French court: Mastros can’t be extradited if there’s jail ahead in U.S.
A French court has ruled that former Seattle real-estate magnate Michael R. Mastro and his wife, Linda, can’t be extradited to the U.S. unless American authorities agree they won’t be imprisoned, the Mastros’ French lawyer said Friday.
Seattle Times business reporter
A French court ruled this week that former Seattle real-estate magnate Michael R. Mastro and his wife, Linda, can’t be extradited to the U.S. unless American authorities agree they won’t be imprisoned, the Mastros’ French lawyer said Friday.
The court cited concerns about the Mastros’ health in its ruling, Thomas Terrier said in a statement.
The Mastros have been
indicted by a federal grand jury in Seattle on 43 counts of bankruptcy fraud and money laundering. They were arrested in France last October, 16 months after fleeing the U.S.
The three judges of the Court of Appeal in Chambery, France, ruled that the Mastros can’t be extradited unless “the U.S. legal authorities first provide the court with guarantees that neither of the Mastros will have to face any other sanction than electronic surveillance at a shared location in the U.S.,” Terrier’s statement said.
The court set a three-month deadline for receiving such assurances.
In their 19-page ruling, the judges concluded that the offenses with which the Mastros have been charged are subject to extradition under French law.
But the extradition treaty between France and the U.S. allows one country to deny extradition to the other “when surrender of the person might entail exceptionally serious consequences related to age or health.”
Lengthy incarceration of the Mastros likely would have such consequences, the French court said.
The ruling mentions Michael Mastro’s age — 87 — and a serious head injury he suffered in a fall in Palm Desert, Calif., two years ago.
It also contains several references to the “psychological fragility” of Linda Mastro, 63, and reveals she attempted suicide shortly after the couple’s arrest last fall.
Emily Langlie, spokeswoman for the U.S. Attorney’s Office in Seattle, said prosecutors still are translating and studying the ruling, and would have no comment for now.

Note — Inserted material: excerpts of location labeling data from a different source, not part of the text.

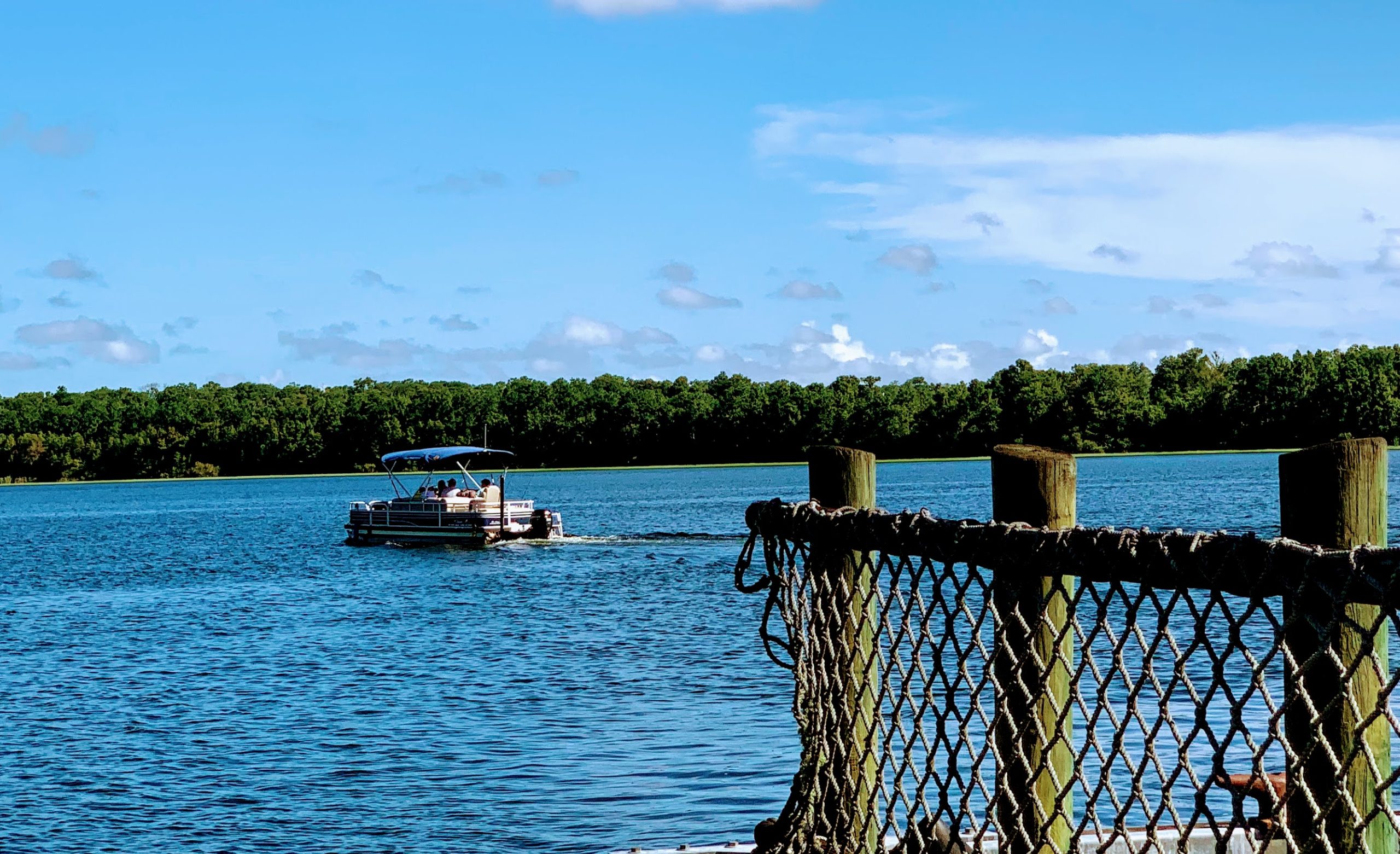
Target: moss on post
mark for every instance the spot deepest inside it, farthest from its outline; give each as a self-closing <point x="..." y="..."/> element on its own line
<point x="846" y="478"/>
<point x="1334" y="496"/>
<point x="1034" y="660"/>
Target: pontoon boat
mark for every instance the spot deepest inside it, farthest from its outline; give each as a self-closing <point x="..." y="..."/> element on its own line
<point x="469" y="520"/>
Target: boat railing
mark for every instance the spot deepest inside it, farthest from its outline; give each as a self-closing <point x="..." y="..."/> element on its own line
<point x="513" y="507"/>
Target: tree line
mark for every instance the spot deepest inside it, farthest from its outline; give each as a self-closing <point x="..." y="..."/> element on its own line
<point x="1193" y="401"/>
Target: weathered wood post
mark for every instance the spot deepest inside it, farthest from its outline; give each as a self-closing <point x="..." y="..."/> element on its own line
<point x="846" y="478"/>
<point x="1034" y="661"/>
<point x="1334" y="496"/>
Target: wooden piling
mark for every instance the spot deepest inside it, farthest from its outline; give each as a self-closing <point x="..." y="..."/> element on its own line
<point x="1034" y="661"/>
<point x="1334" y="496"/>
<point x="846" y="478"/>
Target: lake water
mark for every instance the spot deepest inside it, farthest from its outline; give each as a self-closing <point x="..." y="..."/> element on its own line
<point x="205" y="667"/>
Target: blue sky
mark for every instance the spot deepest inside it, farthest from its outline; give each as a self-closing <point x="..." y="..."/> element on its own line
<point x="311" y="194"/>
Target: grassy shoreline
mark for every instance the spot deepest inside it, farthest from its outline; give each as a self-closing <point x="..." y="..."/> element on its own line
<point x="701" y="465"/>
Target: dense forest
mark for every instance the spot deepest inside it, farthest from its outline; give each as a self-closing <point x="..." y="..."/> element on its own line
<point x="1192" y="401"/>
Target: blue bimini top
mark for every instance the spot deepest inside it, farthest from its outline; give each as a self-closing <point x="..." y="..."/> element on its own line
<point x="440" y="454"/>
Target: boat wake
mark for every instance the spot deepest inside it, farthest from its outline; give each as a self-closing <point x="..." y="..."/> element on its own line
<point x="614" y="539"/>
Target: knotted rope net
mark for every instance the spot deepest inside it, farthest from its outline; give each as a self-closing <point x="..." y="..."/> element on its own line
<point x="1000" y="688"/>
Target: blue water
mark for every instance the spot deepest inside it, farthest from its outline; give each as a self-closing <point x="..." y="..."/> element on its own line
<point x="203" y="667"/>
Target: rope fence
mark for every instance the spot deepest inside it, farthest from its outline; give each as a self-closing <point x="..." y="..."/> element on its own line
<point x="1034" y="687"/>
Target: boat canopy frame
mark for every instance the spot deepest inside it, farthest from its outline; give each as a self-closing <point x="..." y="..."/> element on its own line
<point x="434" y="455"/>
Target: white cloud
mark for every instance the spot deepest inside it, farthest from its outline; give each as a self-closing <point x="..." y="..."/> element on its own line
<point x="1287" y="261"/>
<point x="454" y="324"/>
<point x="676" y="272"/>
<point x="556" y="177"/>
<point x="710" y="353"/>
<point x="1039" y="347"/>
<point x="69" y="269"/>
<point x="334" y="344"/>
<point x="591" y="334"/>
<point x="1388" y="257"/>
<point x="464" y="185"/>
<point x="1112" y="252"/>
<point x="941" y="363"/>
<point x="371" y="279"/>
<point x="178" y="325"/>
<point x="52" y="141"/>
<point x="96" y="339"/>
<point x="1186" y="205"/>
<point x="681" y="296"/>
<point x="914" y="258"/>
<point x="984" y="220"/>
<point x="640" y="8"/>
<point x="801" y="289"/>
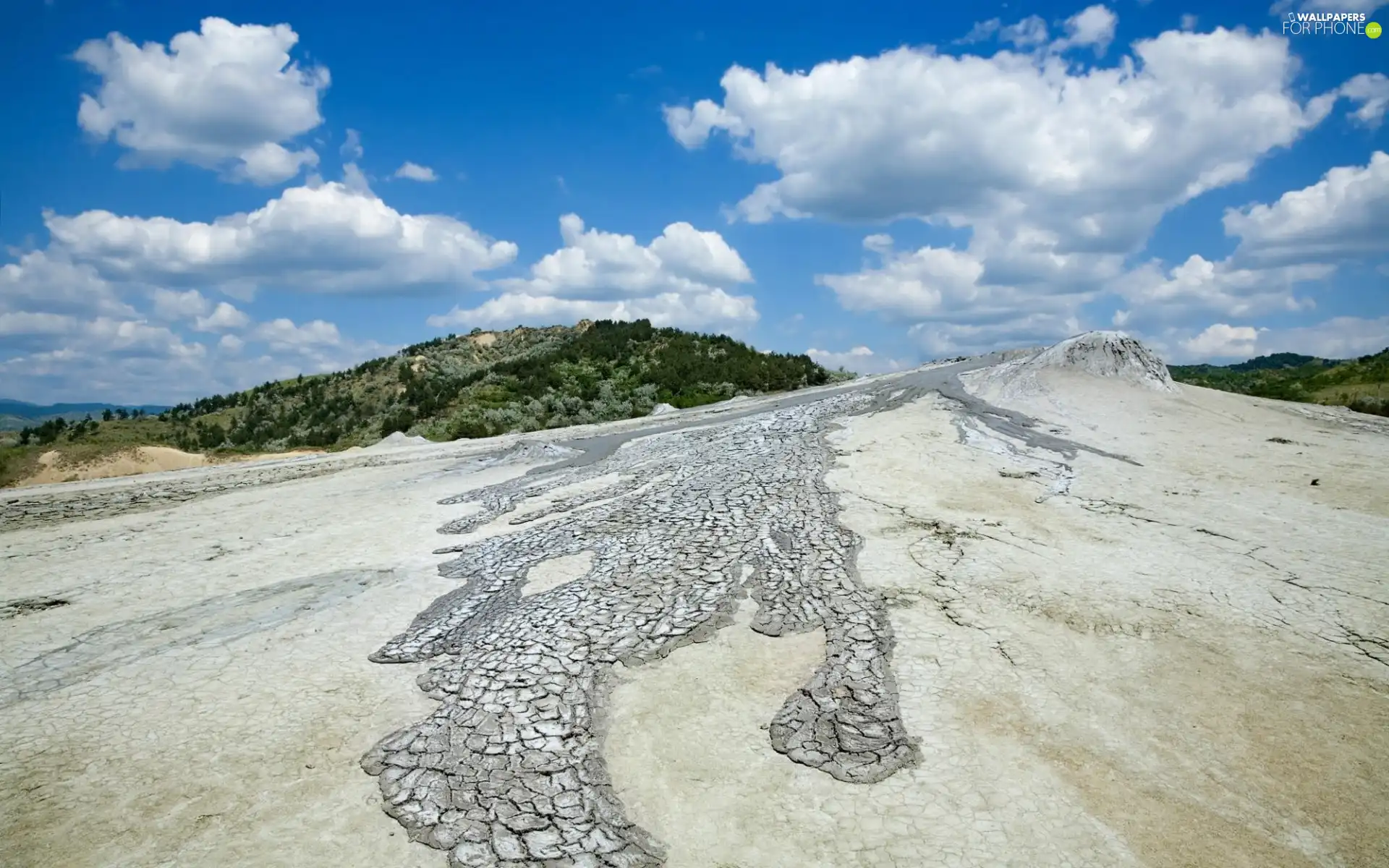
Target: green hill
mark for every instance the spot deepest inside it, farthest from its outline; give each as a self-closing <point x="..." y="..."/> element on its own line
<point x="1360" y="383"/>
<point x="22" y="414"/>
<point x="459" y="386"/>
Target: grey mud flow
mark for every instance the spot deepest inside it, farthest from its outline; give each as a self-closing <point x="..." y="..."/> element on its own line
<point x="509" y="770"/>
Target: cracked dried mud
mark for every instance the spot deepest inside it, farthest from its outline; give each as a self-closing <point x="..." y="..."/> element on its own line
<point x="934" y="618"/>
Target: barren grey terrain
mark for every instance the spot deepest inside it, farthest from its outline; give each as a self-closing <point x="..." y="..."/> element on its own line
<point x="1035" y="608"/>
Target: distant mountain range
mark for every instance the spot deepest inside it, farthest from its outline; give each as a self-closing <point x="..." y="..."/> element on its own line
<point x="22" y="414"/>
<point x="1360" y="383"/>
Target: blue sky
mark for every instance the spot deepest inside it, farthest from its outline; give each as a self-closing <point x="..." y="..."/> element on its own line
<point x="199" y="197"/>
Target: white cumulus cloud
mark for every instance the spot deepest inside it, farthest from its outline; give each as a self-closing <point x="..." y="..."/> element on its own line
<point x="326" y="238"/>
<point x="228" y="96"/>
<point x="681" y="278"/>
<point x="1221" y="341"/>
<point x="860" y="360"/>
<point x="1341" y="217"/>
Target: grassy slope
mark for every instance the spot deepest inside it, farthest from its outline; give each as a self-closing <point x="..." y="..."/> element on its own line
<point x="1360" y="383"/>
<point x="457" y="386"/>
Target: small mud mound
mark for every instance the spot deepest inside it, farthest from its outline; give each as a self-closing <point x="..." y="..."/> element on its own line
<point x="532" y="453"/>
<point x="1108" y="354"/>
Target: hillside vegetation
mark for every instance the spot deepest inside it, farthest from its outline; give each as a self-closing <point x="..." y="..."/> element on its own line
<point x="1360" y="383"/>
<point x="459" y="386"/>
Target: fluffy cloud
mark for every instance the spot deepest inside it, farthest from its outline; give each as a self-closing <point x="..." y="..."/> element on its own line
<point x="226" y="98"/>
<point x="285" y="335"/>
<point x="413" y="171"/>
<point x="605" y="265"/>
<point x="224" y="317"/>
<point x="679" y="278"/>
<point x="1341" y="217"/>
<point x="1059" y="173"/>
<point x="1370" y="90"/>
<point x="1094" y="156"/>
<point x="69" y="333"/>
<point x="860" y="360"/>
<point x="326" y="238"/>
<point x="1092" y="27"/>
<point x="1202" y="286"/>
<point x="39" y="282"/>
<point x="1223" y="341"/>
<point x="171" y="305"/>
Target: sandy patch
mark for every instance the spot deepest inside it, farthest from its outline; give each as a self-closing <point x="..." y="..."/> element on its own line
<point x="1177" y="664"/>
<point x="203" y="696"/>
<point x="139" y="460"/>
<point x="551" y="574"/>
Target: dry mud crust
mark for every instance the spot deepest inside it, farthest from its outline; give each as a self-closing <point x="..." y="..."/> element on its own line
<point x="510" y="767"/>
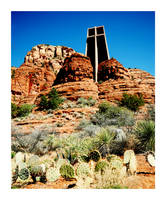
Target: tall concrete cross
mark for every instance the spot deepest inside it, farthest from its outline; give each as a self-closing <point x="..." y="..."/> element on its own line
<point x="96" y="48"/>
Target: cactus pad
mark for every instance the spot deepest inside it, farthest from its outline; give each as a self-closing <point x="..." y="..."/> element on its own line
<point x="67" y="171"/>
<point x="83" y="169"/>
<point x="101" y="166"/>
<point x="95" y="155"/>
<point x="34" y="161"/>
<point x="23" y="174"/>
<point x="52" y="174"/>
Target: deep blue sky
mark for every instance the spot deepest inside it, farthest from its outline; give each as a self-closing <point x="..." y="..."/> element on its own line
<point x="130" y="35"/>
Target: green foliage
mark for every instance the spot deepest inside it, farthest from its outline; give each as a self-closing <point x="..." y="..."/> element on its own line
<point x="116" y="162"/>
<point x="51" y="101"/>
<point x="86" y="102"/>
<point x="15" y="175"/>
<point x="21" y="111"/>
<point x="36" y="171"/>
<point x="43" y="103"/>
<point x="132" y="102"/>
<point x="83" y="169"/>
<point x="14" y="110"/>
<point x="13" y="74"/>
<point x="145" y="131"/>
<point x="23" y="174"/>
<point x="109" y="115"/>
<point x="95" y="155"/>
<point x="101" y="166"/>
<point x="151" y="112"/>
<point x="13" y="154"/>
<point x="67" y="171"/>
<point x="52" y="174"/>
<point x="24" y="110"/>
<point x="33" y="161"/>
<point x="104" y="107"/>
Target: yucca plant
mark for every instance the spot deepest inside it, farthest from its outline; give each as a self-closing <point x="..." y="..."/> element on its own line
<point x="103" y="139"/>
<point x="145" y="131"/>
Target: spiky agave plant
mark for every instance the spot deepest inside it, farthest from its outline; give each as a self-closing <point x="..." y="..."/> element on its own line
<point x="52" y="174"/>
<point x="67" y="171"/>
<point x="15" y="175"/>
<point x="146" y="134"/>
<point x="24" y="174"/>
<point x="103" y="139"/>
<point x="101" y="166"/>
<point x="95" y="155"/>
<point x="83" y="170"/>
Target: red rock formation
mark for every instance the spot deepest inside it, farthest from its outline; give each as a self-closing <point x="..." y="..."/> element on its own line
<point x="140" y="82"/>
<point x="112" y="69"/>
<point x="38" y="72"/>
<point x="76" y="68"/>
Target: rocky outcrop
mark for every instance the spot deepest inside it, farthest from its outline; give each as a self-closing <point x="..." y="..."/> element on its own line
<point x="71" y="73"/>
<point x="76" y="68"/>
<point x="38" y="72"/>
<point x="74" y="90"/>
<point x="138" y="82"/>
<point x="112" y="69"/>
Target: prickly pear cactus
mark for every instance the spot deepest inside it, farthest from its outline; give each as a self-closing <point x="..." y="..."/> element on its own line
<point x="52" y="174"/>
<point x="95" y="155"/>
<point x="34" y="161"/>
<point x="22" y="165"/>
<point x="36" y="171"/>
<point x="23" y="174"/>
<point x="85" y="158"/>
<point x="101" y="166"/>
<point x="67" y="171"/>
<point x="83" y="169"/>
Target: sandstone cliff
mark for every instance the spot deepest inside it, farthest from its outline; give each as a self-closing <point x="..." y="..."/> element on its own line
<point x="71" y="73"/>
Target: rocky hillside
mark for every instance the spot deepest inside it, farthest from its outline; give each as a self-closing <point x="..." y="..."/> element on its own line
<point x="71" y="73"/>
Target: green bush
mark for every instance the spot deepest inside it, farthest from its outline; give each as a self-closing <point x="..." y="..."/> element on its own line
<point x="24" y="110"/>
<point x="14" y="110"/>
<point x="151" y="112"/>
<point x="86" y="102"/>
<point x="51" y="101"/>
<point x="145" y="131"/>
<point x="113" y="115"/>
<point x="104" y="107"/>
<point x="132" y="102"/>
<point x="67" y="171"/>
<point x="21" y="111"/>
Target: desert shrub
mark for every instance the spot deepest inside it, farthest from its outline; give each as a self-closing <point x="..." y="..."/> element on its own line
<point x="14" y="110"/>
<point x="13" y="154"/>
<point x="83" y="123"/>
<point x="101" y="166"/>
<point x="86" y="102"/>
<point x="132" y="102"/>
<point x="109" y="115"/>
<point x="67" y="171"/>
<point x="24" y="110"/>
<point x="34" y="142"/>
<point x="151" y="112"/>
<point x="104" y="107"/>
<point x="145" y="131"/>
<point x="108" y="179"/>
<point x="21" y="111"/>
<point x="51" y="101"/>
<point x="43" y="103"/>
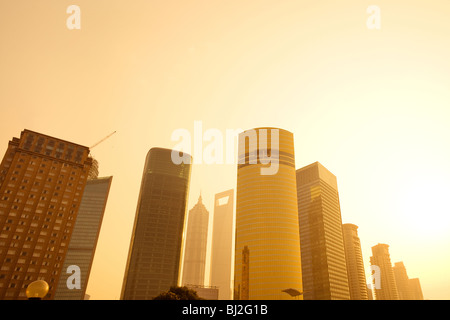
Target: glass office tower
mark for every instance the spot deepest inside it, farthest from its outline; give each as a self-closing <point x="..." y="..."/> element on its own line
<point x="84" y="238"/>
<point x="153" y="264"/>
<point x="355" y="264"/>
<point x="322" y="245"/>
<point x="222" y="244"/>
<point x="196" y="242"/>
<point x="382" y="259"/>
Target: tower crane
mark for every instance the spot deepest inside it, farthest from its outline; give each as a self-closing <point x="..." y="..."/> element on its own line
<point x="109" y="135"/>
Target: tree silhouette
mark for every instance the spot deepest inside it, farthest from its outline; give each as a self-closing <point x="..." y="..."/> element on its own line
<point x="178" y="293"/>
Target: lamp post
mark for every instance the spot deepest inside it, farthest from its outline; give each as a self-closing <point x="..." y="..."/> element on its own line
<point x="37" y="290"/>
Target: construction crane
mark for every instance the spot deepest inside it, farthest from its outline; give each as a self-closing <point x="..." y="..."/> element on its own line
<point x="109" y="135"/>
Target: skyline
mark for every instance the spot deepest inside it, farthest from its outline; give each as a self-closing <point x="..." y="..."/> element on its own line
<point x="369" y="105"/>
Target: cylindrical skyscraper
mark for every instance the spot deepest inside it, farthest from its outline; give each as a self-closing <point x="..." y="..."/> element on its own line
<point x="153" y="264"/>
<point x="267" y="234"/>
<point x="355" y="264"/>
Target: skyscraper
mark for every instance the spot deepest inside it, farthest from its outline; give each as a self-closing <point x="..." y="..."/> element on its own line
<point x="416" y="289"/>
<point x="355" y="264"/>
<point x="322" y="246"/>
<point x="196" y="242"/>
<point x="404" y="285"/>
<point x="84" y="238"/>
<point x="267" y="251"/>
<point x="153" y="263"/>
<point x="222" y="244"/>
<point x="42" y="180"/>
<point x="382" y="259"/>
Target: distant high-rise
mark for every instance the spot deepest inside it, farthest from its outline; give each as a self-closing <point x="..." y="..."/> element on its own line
<point x="222" y="244"/>
<point x="355" y="264"/>
<point x="153" y="263"/>
<point x="322" y="246"/>
<point x="382" y="259"/>
<point x="416" y="289"/>
<point x="42" y="180"/>
<point x="84" y="238"/>
<point x="408" y="289"/>
<point x="267" y="251"/>
<point x="196" y="242"/>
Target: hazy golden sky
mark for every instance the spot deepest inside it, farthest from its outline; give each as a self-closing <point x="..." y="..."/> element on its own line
<point x="373" y="106"/>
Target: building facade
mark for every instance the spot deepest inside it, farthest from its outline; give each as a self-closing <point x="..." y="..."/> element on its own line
<point x="153" y="263"/>
<point x="222" y="244"/>
<point x="387" y="290"/>
<point x="355" y="264"/>
<point x="42" y="180"/>
<point x="267" y="248"/>
<point x="82" y="245"/>
<point x="196" y="242"/>
<point x="324" y="267"/>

James Frush, Michael Mastro’s Seattle attorney, said the French ruling means that before extradition, both prosecutors and U.S. District Judge John Coughenour, who has been assigned the case, would need to agree that the Mastros will not be jailed.
Frush said he’s been talking to prosecutors for months about a plea agreement that would bring the Mastros back but preclude imprisonment, and is gratified the French judges apparently agreed.
Douglas McNabb, a Washington, D.C., lawyer and extradition specialist, said he doubts federal officials would agree to not incarcerate the Mastros.
If the Department of Justice can appeal the French court’s ruling, it most likely will, he said.
If appeal isn’t an option, McNabb said, U.S. officials will ask Interpol, the international police organization, to issue a new “red notice” for the Mastros — the equivalent of an international arrest warrant.
“Then the U.S. will hope that at some stage these people decide the United States doesn’t care about them any more and travel to another country” where extradition might be easier, the attorney said.
McNabb said he isn’t surprised by the French court’s ruling.
Courts in European Union nations are much more likely than U.S. courts to deny extradition if there are concerns about its impact on the subject’s physical or mental health, he said.
They consider it a human-rights issue, McNabb said.
Michael Mastro was a prolific real-estate developer and lender for 40 years until the financial crisis undermined his empire and pushed him into bankruptcy in 2009.
His debts to unsecured creditors have been estimated at $250 million.
He and his wife disappeared in June 2011 after failing to comply with a bankruptcy judge’s order that they turn over two giant diamond rings valued at $1.4 million.
The rings were recovered when the Mastros were apprehended last fall in a village near Lake Annecy in the French Alps, and now are in the custody of the FBI in Seattle.
The Mastros spent seven weeks in a French jail before a court released them under electronic surveillance pending extradition proceedings.
The indictment charges the Mastros executed a series of illegal maneuvers designed to put assets, including the rings, out of reach of creditors.
James Rigby, the court-appointed trustee in Michael Mastro’s long-running bankruptcy proceeding, said he hadn’t seen the French court’s ruling and couldn’t confirm Terrier’s account of it.